The GLOMAP-v8.2-upgraded copy of the NCAS-CMS ported v8.4 GA4 UM-UKCA job
(copy of Ros’s xoxta job) is giving a seg-fault on timestep 1 since the resumption from
the May/June OS upgrade.
I’ve checked in detail the ARCHER2 OS upgrade page, and tried a number of different ways
to explore the cause of the seg-fault, including adding compiler over-ride files with
- updated cce-compiler (v15.0.0), and 2) as 1 with also -g debug flag in to the compile lines
I can see that the compile-lines are effected on ARCHER2, so these options are propogating
through successfully to upgrade the complier version and to
The job I am testing, is copy of xplt-o job, which ran fine on 256 cores prior to the OS upgrade,
and was one of the ensemble-members we ran, within the two HErSEA-Pinatubo GA4 UM-UKCA ensembles we submitted, as the UK contribution to the ISA-MIP Pinatubo intercomparison paper (Quaglia et al., 2023, ACP, https://acp.copernicus.org/articles/23/921/2023/acp-23-921-2023.pdf )

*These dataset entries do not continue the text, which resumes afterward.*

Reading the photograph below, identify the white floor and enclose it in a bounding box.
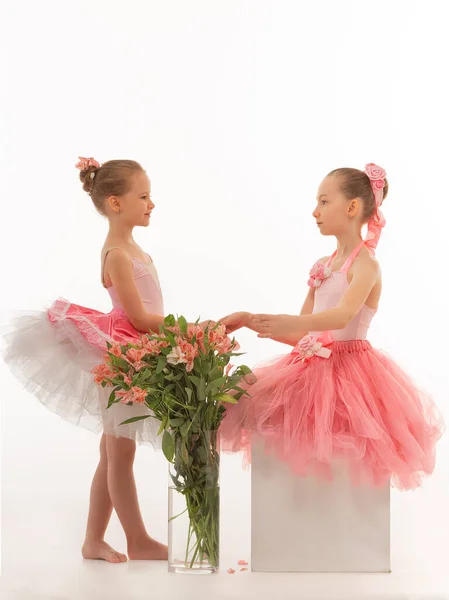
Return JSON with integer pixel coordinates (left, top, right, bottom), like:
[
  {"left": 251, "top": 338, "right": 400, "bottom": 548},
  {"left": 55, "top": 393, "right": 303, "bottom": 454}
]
[{"left": 1, "top": 373, "right": 449, "bottom": 600}]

The post-OS-upgrade re-run of the xplt-o job is for a paper in preparation from the ACSIS research to compare UK Agung model simulations to searchlight, lidar and balloon
measurements from the 1963-65 period.
The observations suggest a higher-altitude SO2 emission would give better agreement
to the measurements, are we are then keen to be able to re-run with the “obs-calibrated”
emission source parameter settings.
The simulations in Dhomse et al. (2020) were all with the same best-estimate mid-level
injection height, and then it’s straightforward to re-run with the higher injection-height.

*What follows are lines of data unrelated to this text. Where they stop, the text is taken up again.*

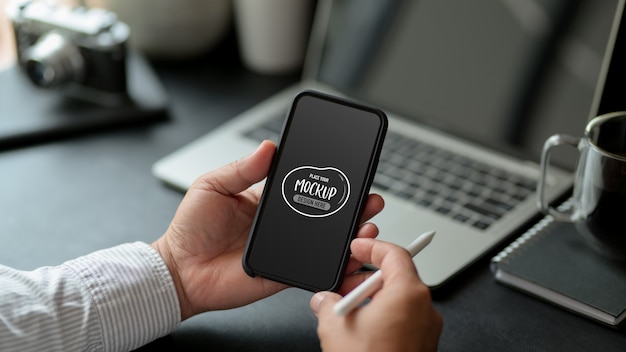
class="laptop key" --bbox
[453,213,470,223]
[472,219,492,230]
[463,201,504,220]
[485,197,514,211]
[436,205,451,215]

Basically the Pinatubo base-case is giving a seg-fault on the 1st timestep, with the
128-core (xprb-r) and 256-core (xprb-s) debug-settings-compiled jobs both giving
near-identical behaviour.
With the info re: the change in behaviour of the slurm system to no-longer pass-on the
ntasks-per-mode settings, I also tried re-running both with OpenMP switched off, this
requiring a different compiler over-ride file, but although the no-OMP equivalent jobs
do get slightly further, still both fail on the 1st timestep, see xprb-p (128-core) and
xprb-q (256-core)
I did try to run the gdb4hpc de-bugger, following the instructions at
https://docs.archer2.ac.uk/user-guide/debug/#gdb4hpc
But trying both methods to either “attach” the de-bugger to the running job, and
running the debugger directly, I couldn’t get the gdb4hpc system to co-run with
the executable.
I had hoped to run the totalview de-bugger, and this worked well at v7.3
(from modifying the qsexecute script, to add the totalview syntax around the aprun
command on HECToR phase 3).
Unfortunately, I could not see any info on totalview on the ARCHER2 system, but
I guess it will be possible to install this locally, to try this out, with help from ARCHER2 support).

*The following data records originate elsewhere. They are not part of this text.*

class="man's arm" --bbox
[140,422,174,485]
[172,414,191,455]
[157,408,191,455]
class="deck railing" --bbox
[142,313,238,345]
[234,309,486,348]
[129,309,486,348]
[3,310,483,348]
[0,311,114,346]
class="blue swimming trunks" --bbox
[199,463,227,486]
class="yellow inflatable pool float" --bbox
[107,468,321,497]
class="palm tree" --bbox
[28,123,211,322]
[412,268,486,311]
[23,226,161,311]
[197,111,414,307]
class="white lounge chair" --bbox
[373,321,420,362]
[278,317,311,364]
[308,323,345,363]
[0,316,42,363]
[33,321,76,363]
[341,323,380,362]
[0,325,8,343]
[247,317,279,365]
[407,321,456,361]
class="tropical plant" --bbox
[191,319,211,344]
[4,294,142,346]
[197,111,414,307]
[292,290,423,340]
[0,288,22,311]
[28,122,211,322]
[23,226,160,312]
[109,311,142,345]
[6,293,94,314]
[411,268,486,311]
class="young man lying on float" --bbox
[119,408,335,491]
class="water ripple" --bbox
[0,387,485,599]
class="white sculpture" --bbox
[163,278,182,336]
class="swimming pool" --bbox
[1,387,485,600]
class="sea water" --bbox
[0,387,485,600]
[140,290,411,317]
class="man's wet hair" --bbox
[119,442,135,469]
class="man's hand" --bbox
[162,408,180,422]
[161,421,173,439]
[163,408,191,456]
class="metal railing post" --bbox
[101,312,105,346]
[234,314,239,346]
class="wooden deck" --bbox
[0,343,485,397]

I’m just raising this query here, to ask whether it might simply be that I need to add in some
additional flags, either within the compiler over-ride, or another machine over-ride or hand-edit
I checked-back Ros Hatcher’s job xoxta, and I could see there this was run in June, but also
failed at run-time, although it looks like it had not yet reached the run-stage.
Note that I had to do the re-configuration step interactively from ARCHER2, via a
sbatch umuisubmit_rcf from the umui_runs directory, because the re-configuration
step launched when submitting from the UMUI did not complete.
I also had to increase the number of nodes to 4 for the reconfiguration (for the 256-core job)
to get the reconfiguration to work.
If you look in the /work/n02/n02/gmann/output directory you see the sequence of test-runs,
and the corresponding error messages etc. at the various stages of testing re; the above
test jobs xprbt, xprbs, xprbr, xprbq and xprbp.
When checking back to the original xoxta job from Ros, I noticed the revision number for
the FCM “container” had changed, since I originally copied the job.
And I have updated that sequence of jobs xbrb-s, -r, -q and -p for that updated container revision number, but the earlier jobs xprbt, and the Agung test jobs xprb-g, xprb-d etc.
will still have the original container FCM revision number.
Please can someone in the team try running cp of the reference GA4 UM-UKCA Job (xoxta)
and refer to the differences in the test jobs xprb-r etc., re: compiler over-ride file, and see
if the same error is given, to then seek assistance from the ARCHER2 team, if needed.
I realise the ARCHER2 system is down for maintenance today, and am having to prioritise
teaching matters for the next 2 weeks (after the suspension of the UCU
marking & assessment boycott).
However, I will be able to reply to messages either here or via email.
Thanks a lot for your help with this,
Best regards,
Dr. Graham Mann
Lecturer in Atmospheric Science
University of Leeds